The Hum: A Mysterious Low-Frequency Noise That's Tormented People for Decades

 For over 50 years, thousands of people worldwide, from Melbourne, New Mexico, to the UK, Canada, and beyond, have reported hearing a persistent, maddening low-frequency hum. It sounds like a distant idling diesel engine, a throbbing vibration, or a deep drone. It's often worse at night, indoors, and in quiet environments. It disrupts sleep, causes headaches, dizziness, and stress. Yet microphones rarely pick it up, and most people (including those living right next to sufferers) hear nothing.

What is The Hum? And why does a new 2026 study suggest we might finally understand it?

Reports of "The Hum" (sometimes called the Taos Hum) date back to the 1970s. Affected individuals, estimated at 2–4% of the population in some surveys, describe it as present in certain locations but absent in others. It's highly subjective: one person in a household hears it clearly while others do not. Investigations have ruled out many obvious culprits in specific cases, yet the global pattern persists.

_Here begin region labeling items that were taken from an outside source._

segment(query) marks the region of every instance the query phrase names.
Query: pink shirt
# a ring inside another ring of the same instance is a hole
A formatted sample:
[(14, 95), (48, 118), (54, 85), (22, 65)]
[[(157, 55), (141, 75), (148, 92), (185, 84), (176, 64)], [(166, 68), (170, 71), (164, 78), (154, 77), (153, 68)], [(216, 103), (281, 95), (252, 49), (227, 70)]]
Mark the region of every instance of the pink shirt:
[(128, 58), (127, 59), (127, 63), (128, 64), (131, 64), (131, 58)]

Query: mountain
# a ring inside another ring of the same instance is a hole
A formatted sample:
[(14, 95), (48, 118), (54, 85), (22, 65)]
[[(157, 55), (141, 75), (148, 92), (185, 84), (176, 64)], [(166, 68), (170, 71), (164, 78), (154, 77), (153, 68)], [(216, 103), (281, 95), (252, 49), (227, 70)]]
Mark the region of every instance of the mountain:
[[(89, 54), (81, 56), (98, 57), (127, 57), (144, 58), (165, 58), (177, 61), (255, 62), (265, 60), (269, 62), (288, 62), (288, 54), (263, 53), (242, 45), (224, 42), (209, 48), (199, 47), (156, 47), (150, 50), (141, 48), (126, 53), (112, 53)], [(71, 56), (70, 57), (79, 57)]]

Over the decades, theories have proliferated:

Industrial sources: Factories, fans, gas pipelines, wind turbines, or electrical infrastructure.

Geological/natural: Microseismic ocean waves, tectonic activity, or atmospheric resonances.

Man-made modern: 5G, data centres, or submarine communications.

Local mechanical sources explain some cases (e.g., a faulty industrial fan). But for the widespread, persistent Hum reported in quiet rural or suburban areas with no identifiable external source, these don't hold up consistently. Extensive measurements often find nothing at the reported frequencies that matches what sufferers describe.

The Leading Explanation: Internal-Low-Frequency Tinnitus

A 2026 study published in PLOS One (led by researchers including Markus Drexl and Bonifaz Baumann) provides the strongest evidence yet. They tested people who hear The Hum and found:

Most had normal low-frequency hearing sensitivity: they weren't "super hearers" detecting faint external sounds.

The Hum behaves like subjective tinnitus in the low-frequency range: a perception generated inside the auditory system (cochlea, auditory nerve, or brain processing) without an external acoustic source.

Tinnitus isn't always high-pitched ringing; it can manifest as pulsing, buzzing, or droning, exactly matching Hum descriptions.

This aligns with earlier expert views (e.g., David Baguley suggesting ~2/3 of cases involve heightened attention to internal or background sounds). The brain can amplify or generate these perceptions, especially in quiet environments or under stress. Factors like age, prior noise exposure, medications, or vascular issues may contribute.

Not every case is tinnitus; some have verifiable external causes, but for the mysterious global Hum that defies measurement, this internal biological explanation fits best.

Why It Feels So Real (and Tormenting)

The brain's auditory processing is sophisticated but imperfect. Low-frequency vibrations can interact with the body (e.g., via bone conduction or vestibular system), creating a visceral "feeling" as much as a heard sound. For sufferers, it becomes an obsession: the quieter the room, the louder the Hum seems. Sleep deprivation and anxiety amplify it in a feedback loop.

The Hum illustrates how perception, environment, and biology intersect. In our noisy modern world, some brains may become hypersensitive to subtle signals, or generate their own. It's a reminder that not every unexplained experience has a grand external conspiracy (government tech, HAARP, aliens); sometimes the answer is elegantly internal. The Hum may not come from the earth, sea, or machines. For many, it comes from within, a quiet reminder of the brain's mysterious workings.